ICO warns Digital Protection Act must be clearer

There is a lack of clarity surrounding the Data Protection Act (DPA) the Information Commissioner’s Office (ICO) has said. It now wants to update the DPA to eliminate confusion and give everyone a clearer definition of ‘personal data,’ which it says is currently inadequate.

“The law must be clearer on when consent is required to use personal information and adopt a more pragmatic approach to the regulation of international data flows,” the watchdog said in a statement.

“The allocation of responsibilities amongst those handling personal data also needs to reflect he changing nature of modern day business relationships.”

The response follows the Ministry of Justice asking businesses, regulators and individuals for their views on the UK’s data protection framework. This was to help it negotiate with the European Commission as it reviews EU-wide data protection law.

The European Commission has been banging on about tighter data protection in the UK for a while now, saying it needs to ensure it measures up to EU standards. 

In June the EC said the current protection rules in the UK were insufficient, and that the ICO lacked a number of key powers. Such as being unable to monitor whether other countries’ data protection is adequate in case of cross-over businesses, performing random spot checks on people using or processing personal data and enforcing penalties following the checks.

The consultation, which closed yesterday has spurred the ICO to list a range of improvements that it would like to see in a revised framework.

It is after greater clarity on when consent is required to use personal information as well as improved coordination with freedom of information.

The ICO also told the government that the DPA must be altered to address changes in the way that personal data is collected and used. It said this was because increasing use of online services means that organisations collect new data that the law is unclear about, such as IP addresses.

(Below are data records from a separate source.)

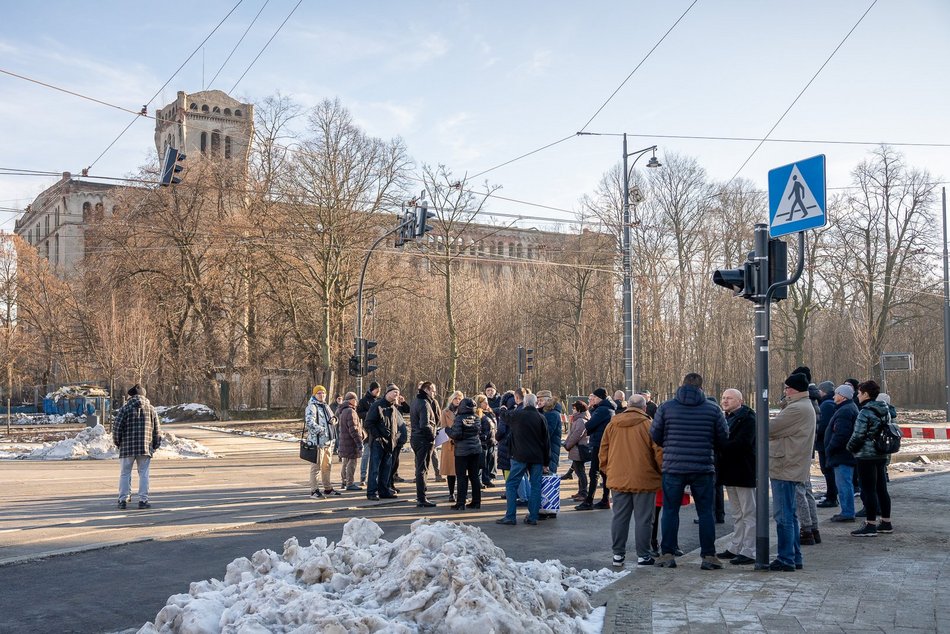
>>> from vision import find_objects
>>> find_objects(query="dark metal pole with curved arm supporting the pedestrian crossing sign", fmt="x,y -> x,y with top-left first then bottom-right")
752,224 -> 805,570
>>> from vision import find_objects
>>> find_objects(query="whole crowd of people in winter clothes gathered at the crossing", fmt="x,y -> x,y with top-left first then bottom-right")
303,366 -> 896,571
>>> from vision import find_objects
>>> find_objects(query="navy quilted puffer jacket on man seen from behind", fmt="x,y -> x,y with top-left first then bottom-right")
656,385 -> 729,474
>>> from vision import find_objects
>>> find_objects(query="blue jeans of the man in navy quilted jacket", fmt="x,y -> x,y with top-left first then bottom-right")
660,473 -> 716,557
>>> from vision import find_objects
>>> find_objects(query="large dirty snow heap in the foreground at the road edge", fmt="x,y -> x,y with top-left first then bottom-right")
139,518 -> 624,634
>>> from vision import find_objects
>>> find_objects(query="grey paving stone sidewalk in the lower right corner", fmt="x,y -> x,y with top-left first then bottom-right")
593,473 -> 950,634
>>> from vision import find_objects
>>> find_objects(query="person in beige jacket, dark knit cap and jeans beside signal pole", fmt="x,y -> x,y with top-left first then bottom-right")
769,373 -> 815,572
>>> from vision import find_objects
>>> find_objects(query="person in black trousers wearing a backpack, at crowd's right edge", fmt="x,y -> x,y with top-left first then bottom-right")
848,381 -> 894,537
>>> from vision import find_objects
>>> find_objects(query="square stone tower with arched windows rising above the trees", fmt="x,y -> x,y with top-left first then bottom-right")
155,90 -> 254,169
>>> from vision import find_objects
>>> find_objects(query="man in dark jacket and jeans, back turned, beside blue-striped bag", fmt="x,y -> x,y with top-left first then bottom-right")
496,394 -> 551,525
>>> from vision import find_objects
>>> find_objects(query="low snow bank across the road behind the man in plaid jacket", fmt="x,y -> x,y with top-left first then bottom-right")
0,425 -> 217,460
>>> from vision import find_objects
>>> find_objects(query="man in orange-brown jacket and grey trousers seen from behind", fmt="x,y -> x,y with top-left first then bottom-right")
599,394 -> 663,568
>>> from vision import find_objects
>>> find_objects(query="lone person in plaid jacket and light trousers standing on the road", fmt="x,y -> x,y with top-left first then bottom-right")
112,383 -> 162,509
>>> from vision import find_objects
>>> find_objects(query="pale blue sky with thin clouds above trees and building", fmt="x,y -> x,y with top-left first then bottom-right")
0,0 -> 950,231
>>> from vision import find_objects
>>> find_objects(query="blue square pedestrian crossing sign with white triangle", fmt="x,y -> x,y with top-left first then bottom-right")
769,154 -> 828,238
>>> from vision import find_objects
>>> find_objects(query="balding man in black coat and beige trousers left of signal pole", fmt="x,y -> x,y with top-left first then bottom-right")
716,388 -> 755,565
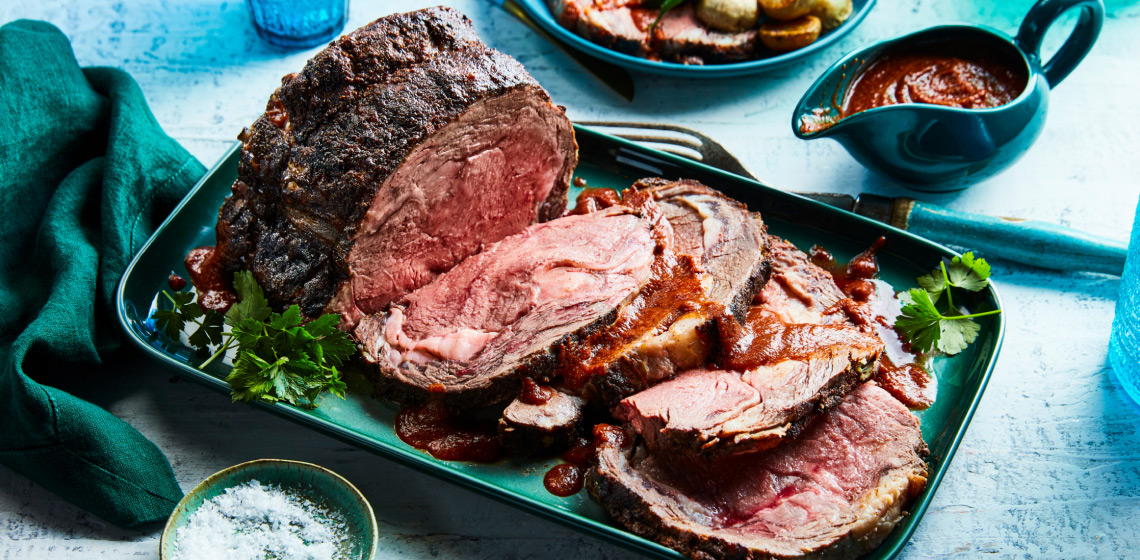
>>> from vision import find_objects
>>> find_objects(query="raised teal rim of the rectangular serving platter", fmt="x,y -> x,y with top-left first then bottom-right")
116,125 -> 1005,559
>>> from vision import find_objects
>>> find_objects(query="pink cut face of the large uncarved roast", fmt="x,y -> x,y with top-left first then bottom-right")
335,90 -> 575,323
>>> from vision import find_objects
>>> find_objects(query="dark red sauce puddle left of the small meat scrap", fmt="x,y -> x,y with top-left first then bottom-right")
396,404 -> 504,463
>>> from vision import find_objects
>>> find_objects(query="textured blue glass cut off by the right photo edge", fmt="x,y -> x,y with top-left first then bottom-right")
1108,197 -> 1140,404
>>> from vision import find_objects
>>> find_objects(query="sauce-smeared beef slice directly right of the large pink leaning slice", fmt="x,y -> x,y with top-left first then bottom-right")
560,179 -> 768,406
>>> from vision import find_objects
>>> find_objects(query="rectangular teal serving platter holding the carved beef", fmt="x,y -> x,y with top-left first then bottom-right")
117,127 -> 1005,559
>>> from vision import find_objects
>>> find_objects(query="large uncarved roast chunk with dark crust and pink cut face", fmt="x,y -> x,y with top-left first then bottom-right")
217,8 -> 577,324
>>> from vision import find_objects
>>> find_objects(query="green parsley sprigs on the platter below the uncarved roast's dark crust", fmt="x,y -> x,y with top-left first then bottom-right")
152,271 -> 356,408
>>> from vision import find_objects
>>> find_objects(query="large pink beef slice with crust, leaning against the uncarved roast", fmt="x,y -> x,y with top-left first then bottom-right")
356,205 -> 668,407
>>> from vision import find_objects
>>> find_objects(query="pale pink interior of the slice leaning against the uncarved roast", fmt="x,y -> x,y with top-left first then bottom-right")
384,209 -> 654,363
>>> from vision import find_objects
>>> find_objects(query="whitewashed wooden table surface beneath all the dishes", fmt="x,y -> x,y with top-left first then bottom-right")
0,0 -> 1140,560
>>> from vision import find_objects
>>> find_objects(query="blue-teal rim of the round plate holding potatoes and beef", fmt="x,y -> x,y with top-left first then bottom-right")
513,0 -> 877,78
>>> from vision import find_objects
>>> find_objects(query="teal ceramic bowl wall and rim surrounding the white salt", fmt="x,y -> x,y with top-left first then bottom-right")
158,458 -> 377,560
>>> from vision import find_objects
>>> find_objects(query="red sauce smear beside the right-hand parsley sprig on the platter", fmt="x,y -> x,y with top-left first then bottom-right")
808,237 -> 936,408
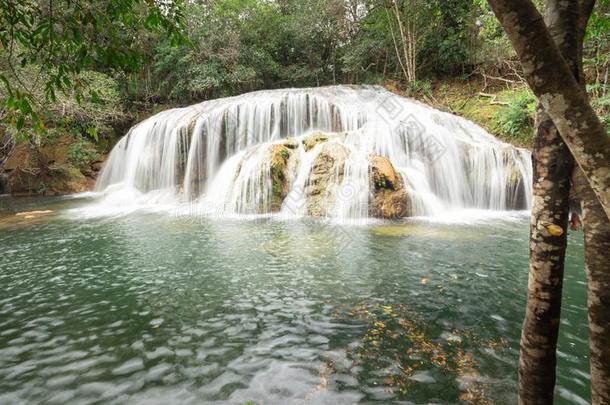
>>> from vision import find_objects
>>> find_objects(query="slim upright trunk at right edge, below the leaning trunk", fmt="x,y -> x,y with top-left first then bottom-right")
574,172 -> 610,405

It also wants to see a better approach to the regulation of international data flows.

“This is one of the aspects of the EU Directive that most needs to be amended to deal more realistically with current and future international data-flows. A future framework should focus much more on risk assessment by the exporting data controller and should be clearer about data controllers’ responsibility, wherever they choose to process personal data,” the document said.

Individuals who knowingly break the DPA have also come under fire. The ICO says that ultimately it wants to see them banged up.

“The Information Commissioner considers that the trade in personal information justifies the possibility of a custodial sentence for the most serious offences,” it said.